Autor Wiadomość
ChaoLaChao
PostWysłany: Sob 14:49, 07 Kwi 2018    Temat postu:

Przybywam z przyszłości, kiedy to forum umarło, a na jego zgliszczach stworzony został niezależny od niego BlueBlur.pl



To jest piękne. Pozdrawiam.




Jeśli ktoś tu jeszcze żyje.
klimuk777
PostWysłany: Pią 12:19, 06 Kwi 2012    Temat postu:

Emm... Nie skomentuję tego...
SilverCzechowiceDziedzice
PostWysłany: Sob 13:40, 07 Lut 2009    Temat postu: Wróciłem! Nowo część już opublikowono!

Heheheheeeeeeeej, to znowu jo, wosz ulubiony ślonzok-górol! Tym rozem powrocom z wami do części II. mojej łopowieści.

O więc Shadow i Silver przyjecholi do Kaniowa. I tom zoboczyli, że będą budowoć nowe polskie lotnisko. Obydwoj zaczęli bodoć teren, notomiost Sonic bordzo ronny no szczęście łodzyskoł przytomność. Niestety zowieźli go do szpitolu w Pszczynie. Jok zoboczył tom różne zostrzyki to nogle zoczął popierniczoć ze wszystkich sił. Pobiegł w stronę Goczałkowic-Zdroju, gdzie spotkoł swojego nojlepszego frienda - Tails'o. Tomten powiedzioł mu, że Eggmen mo się podobno zemścić na mieszkońców Czechowic-Dziedzic. Zo co, jeszcze nie wie. Więc oboj zoczęli popierniczoć kasik dolej.

Wrocojąc do Shadow'a i Silver'a nogle spostrzegli przy lotnisku coś zorumbistego. Normolnie zoboczyli oni kryptę prowodzącą do... tojnego bunkru z II wojny świotowej, gdzie spotkoli kiboli i różnych skinhedów. Ale dlo nich to żodno przeszkodo! W bunkrze znoleźli pewne dokumenty...

Notomiost Sonic i Tails po otoczeniu gronic miejscowości Goczałkowice-Zdrój zoczęli kuszoć po gryzie jobłko i zbieroć porę pierścieni, po czym pędem nopieprzoli do Czechowic-Dziedzic.

Co się stoło dolej? Czy Czechowice-Dziedzice były już zrujnowone?! O czym były dokumenty znolezione przez Shodoło i Silvero?! NO WŁOŚNIE, o tym w części trzeciej. No to he-he-HE-HEEEEEEEJ! Trzymoć się tom! =D
SilverCzechowiceDziedzice
PostWysłany: Czw 20:09, 07 Sie 2008    Temat postu: Menelski FF

Opowiedzieć wam zarombistom fonfikcje?
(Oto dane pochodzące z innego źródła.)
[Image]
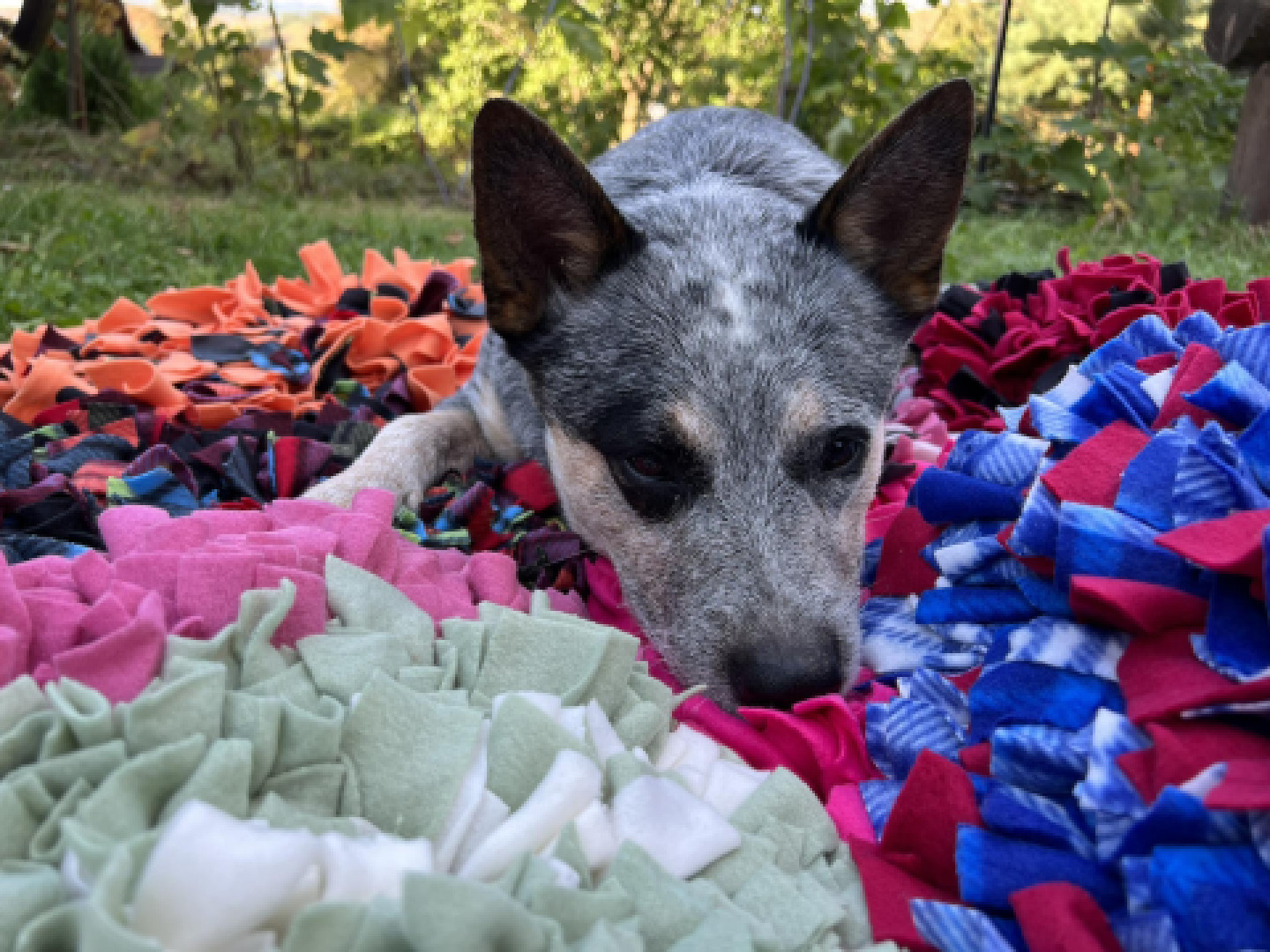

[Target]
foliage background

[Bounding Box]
[0,0,1270,331]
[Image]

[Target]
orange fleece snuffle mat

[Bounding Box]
[0,242,484,427]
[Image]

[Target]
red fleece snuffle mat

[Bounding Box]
[0,245,1270,952]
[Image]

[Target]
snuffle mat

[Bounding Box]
[0,245,1270,952]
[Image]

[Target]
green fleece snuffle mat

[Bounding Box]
[0,556,892,952]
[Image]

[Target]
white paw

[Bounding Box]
[305,461,428,511]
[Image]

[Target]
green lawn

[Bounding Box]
[0,179,1270,332]
[0,182,476,331]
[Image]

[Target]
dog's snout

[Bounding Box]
[729,629,843,710]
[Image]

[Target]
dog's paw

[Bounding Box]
[305,462,428,511]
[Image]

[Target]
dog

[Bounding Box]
[309,80,974,710]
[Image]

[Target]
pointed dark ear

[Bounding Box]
[802,80,974,315]
[473,99,638,337]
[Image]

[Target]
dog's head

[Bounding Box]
[473,81,974,707]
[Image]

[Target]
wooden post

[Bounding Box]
[1227,63,1270,225]
[979,0,1011,175]
[66,0,87,133]
[1204,0,1270,225]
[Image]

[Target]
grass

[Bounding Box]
[0,182,476,332]
[945,212,1270,291]
[0,177,1270,334]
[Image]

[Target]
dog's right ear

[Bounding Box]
[473,99,639,338]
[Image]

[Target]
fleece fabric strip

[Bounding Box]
[852,311,1270,952]
[0,566,894,952]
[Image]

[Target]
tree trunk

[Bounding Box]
[66,0,87,133]
[269,0,312,191]
[1227,63,1270,225]
[1204,0,1270,72]
[776,0,794,119]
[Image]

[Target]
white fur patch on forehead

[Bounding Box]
[713,277,754,343]
[785,382,826,433]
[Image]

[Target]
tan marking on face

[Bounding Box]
[670,401,715,450]
[837,420,886,555]
[546,425,672,624]
[785,383,825,433]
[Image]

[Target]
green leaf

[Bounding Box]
[190,0,216,26]
[291,49,328,86]
[878,3,908,31]
[309,26,362,63]
[340,0,401,33]
[557,18,604,63]
[300,86,321,115]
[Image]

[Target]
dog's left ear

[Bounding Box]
[800,80,974,315]
[473,99,639,338]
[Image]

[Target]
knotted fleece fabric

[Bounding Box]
[852,312,1270,952]
[0,538,894,952]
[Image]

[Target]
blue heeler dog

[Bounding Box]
[310,81,974,707]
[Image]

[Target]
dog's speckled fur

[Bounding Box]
[311,83,973,706]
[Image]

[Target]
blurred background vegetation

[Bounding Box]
[0,0,1270,323]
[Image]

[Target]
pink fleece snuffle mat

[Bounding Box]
[0,251,1270,952]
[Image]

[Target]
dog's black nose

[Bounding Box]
[729,631,842,710]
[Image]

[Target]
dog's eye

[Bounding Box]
[621,455,675,482]
[820,429,865,472]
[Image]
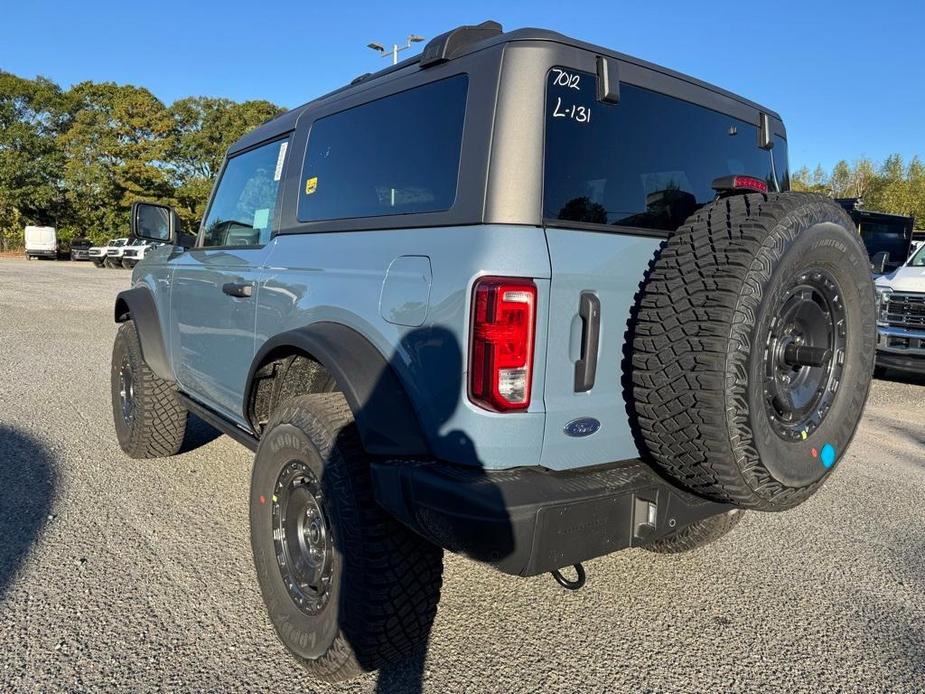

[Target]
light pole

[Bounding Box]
[366,34,424,65]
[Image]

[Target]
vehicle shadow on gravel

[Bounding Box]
[335,327,515,694]
[180,412,222,453]
[0,424,58,602]
[874,369,925,386]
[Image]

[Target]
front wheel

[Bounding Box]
[110,321,188,458]
[250,393,443,682]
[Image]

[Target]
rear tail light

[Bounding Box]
[469,277,536,412]
[713,176,768,193]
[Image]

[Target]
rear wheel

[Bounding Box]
[631,193,876,511]
[110,321,188,458]
[250,393,443,682]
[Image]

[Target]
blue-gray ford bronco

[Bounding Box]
[112,22,876,681]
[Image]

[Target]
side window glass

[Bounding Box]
[299,75,469,222]
[200,140,288,248]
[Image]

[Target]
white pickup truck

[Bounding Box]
[875,244,925,375]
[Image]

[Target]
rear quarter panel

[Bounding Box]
[256,225,549,469]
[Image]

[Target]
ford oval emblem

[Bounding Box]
[564,417,601,438]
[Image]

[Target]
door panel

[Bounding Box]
[541,228,659,470]
[171,243,273,423]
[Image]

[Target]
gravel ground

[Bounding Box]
[0,261,925,692]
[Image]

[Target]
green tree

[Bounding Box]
[0,71,70,249]
[170,97,282,225]
[61,82,173,241]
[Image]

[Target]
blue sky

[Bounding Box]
[0,0,925,172]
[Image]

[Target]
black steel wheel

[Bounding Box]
[273,460,334,615]
[110,320,188,458]
[119,353,135,426]
[764,269,849,441]
[628,192,876,511]
[250,393,443,682]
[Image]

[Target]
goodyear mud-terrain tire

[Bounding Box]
[630,192,876,511]
[643,509,745,554]
[250,393,443,682]
[110,320,189,458]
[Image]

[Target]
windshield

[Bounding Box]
[909,243,925,267]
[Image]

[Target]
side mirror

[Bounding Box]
[870,251,890,275]
[132,202,186,245]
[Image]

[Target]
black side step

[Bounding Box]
[177,393,260,451]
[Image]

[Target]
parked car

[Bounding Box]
[88,239,122,267]
[835,198,915,276]
[122,239,163,270]
[103,238,137,268]
[111,22,876,680]
[71,236,93,260]
[25,226,59,260]
[876,245,925,376]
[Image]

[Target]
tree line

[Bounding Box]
[0,71,925,250]
[790,154,925,228]
[0,71,284,250]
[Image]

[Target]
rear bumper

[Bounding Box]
[877,352,925,374]
[372,460,731,576]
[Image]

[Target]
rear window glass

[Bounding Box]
[543,68,775,230]
[299,75,469,222]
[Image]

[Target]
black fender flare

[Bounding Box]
[114,286,177,383]
[242,321,430,456]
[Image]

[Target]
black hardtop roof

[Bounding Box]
[229,25,780,152]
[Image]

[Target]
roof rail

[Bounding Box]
[420,20,502,68]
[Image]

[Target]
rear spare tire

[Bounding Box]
[631,192,876,511]
[110,320,188,458]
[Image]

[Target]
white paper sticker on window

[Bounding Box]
[254,207,270,229]
[273,142,289,181]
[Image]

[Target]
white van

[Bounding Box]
[26,226,58,260]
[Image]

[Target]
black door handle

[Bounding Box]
[575,292,601,393]
[222,282,254,299]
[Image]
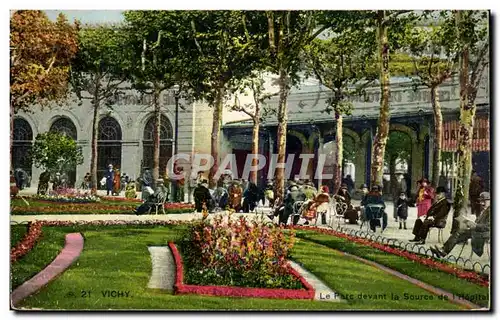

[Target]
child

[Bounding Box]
[396,192,408,230]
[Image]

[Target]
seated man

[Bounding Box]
[410,187,451,244]
[193,180,213,212]
[134,179,168,215]
[361,185,387,232]
[36,170,50,194]
[212,184,229,210]
[243,182,259,213]
[430,192,490,257]
[227,180,243,212]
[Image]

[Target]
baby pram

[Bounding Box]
[361,204,387,233]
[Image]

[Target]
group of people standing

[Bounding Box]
[100,164,131,196]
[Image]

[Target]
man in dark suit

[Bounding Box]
[193,180,212,212]
[361,185,388,232]
[410,187,451,244]
[431,192,491,257]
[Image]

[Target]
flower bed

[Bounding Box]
[180,215,303,289]
[168,242,315,299]
[291,226,489,287]
[10,221,42,263]
[100,196,142,203]
[23,220,194,227]
[11,200,193,215]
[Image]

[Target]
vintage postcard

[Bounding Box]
[10,10,492,312]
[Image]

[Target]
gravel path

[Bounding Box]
[11,233,83,307]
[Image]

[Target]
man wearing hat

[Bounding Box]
[416,178,434,218]
[227,180,243,212]
[430,192,491,257]
[361,185,387,232]
[410,187,451,244]
[134,179,168,215]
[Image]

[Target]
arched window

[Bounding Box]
[12,118,33,176]
[50,117,77,187]
[98,117,122,141]
[50,117,77,140]
[142,115,173,176]
[97,116,122,180]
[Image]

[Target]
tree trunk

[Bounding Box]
[389,155,399,201]
[90,99,99,195]
[451,10,476,233]
[370,10,390,186]
[208,87,224,188]
[10,101,14,171]
[249,117,260,184]
[274,69,288,203]
[332,112,344,194]
[153,84,160,181]
[431,86,443,187]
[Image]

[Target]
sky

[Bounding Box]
[44,10,124,24]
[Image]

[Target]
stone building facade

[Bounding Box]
[13,90,212,187]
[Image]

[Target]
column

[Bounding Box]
[313,136,325,186]
[365,127,373,187]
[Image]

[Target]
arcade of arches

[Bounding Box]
[225,123,432,193]
[12,115,173,187]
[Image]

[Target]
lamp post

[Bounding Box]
[172,84,180,202]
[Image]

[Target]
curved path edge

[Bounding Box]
[10,233,83,308]
[336,248,487,309]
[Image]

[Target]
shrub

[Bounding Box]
[180,216,302,289]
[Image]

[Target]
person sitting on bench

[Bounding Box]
[361,185,387,232]
[430,192,491,257]
[410,187,451,244]
[134,179,168,215]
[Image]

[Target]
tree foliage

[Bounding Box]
[30,131,83,172]
[71,25,131,107]
[10,10,78,112]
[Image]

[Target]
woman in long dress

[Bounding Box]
[416,178,434,218]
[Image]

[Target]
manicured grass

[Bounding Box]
[11,226,459,310]
[296,230,489,306]
[10,224,28,248]
[10,225,68,289]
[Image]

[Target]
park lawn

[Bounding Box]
[10,224,28,248]
[11,198,194,215]
[13,226,460,310]
[10,225,71,289]
[296,230,489,307]
[10,197,137,208]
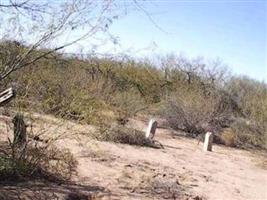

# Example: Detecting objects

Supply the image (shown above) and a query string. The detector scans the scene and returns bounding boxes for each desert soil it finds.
[0,114,267,200]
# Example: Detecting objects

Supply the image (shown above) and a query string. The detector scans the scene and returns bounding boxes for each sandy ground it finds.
[0,115,267,200]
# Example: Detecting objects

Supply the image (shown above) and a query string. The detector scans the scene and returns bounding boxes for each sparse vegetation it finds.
[3,43,267,148]
[94,125,152,146]
[0,115,77,181]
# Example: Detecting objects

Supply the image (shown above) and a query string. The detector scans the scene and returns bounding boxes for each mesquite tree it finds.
[0,0,125,81]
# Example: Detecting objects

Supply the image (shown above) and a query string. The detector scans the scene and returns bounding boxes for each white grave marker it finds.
[203,132,213,151]
[146,119,158,140]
No to jo, ślonzok co mówi trochem po górolu opowiym wom:

Byli se Sonic, Shadow i Silver. No i pili wódkę Finlandię przed młonopolowym. A poniewoż Silver miał Mercedesa, pojechoooli wsinom dol!!!

Niestety Sonic rombnoł GPSa no i się wytrambolił z samochodu. Niestety toki był zbieg łokoliczności, że rombnoł w znak tak, że się przecioł. Silver natomiost zapendzoł, bo policja ich goniło. Shadow łużył no nich Kejas Blest otoku i zapendzali pendem z Bestwinki do Kaniowa.

Jak sie to przygoto zokończyło? Jutro nopiszę wom część drugom! To heeej!!!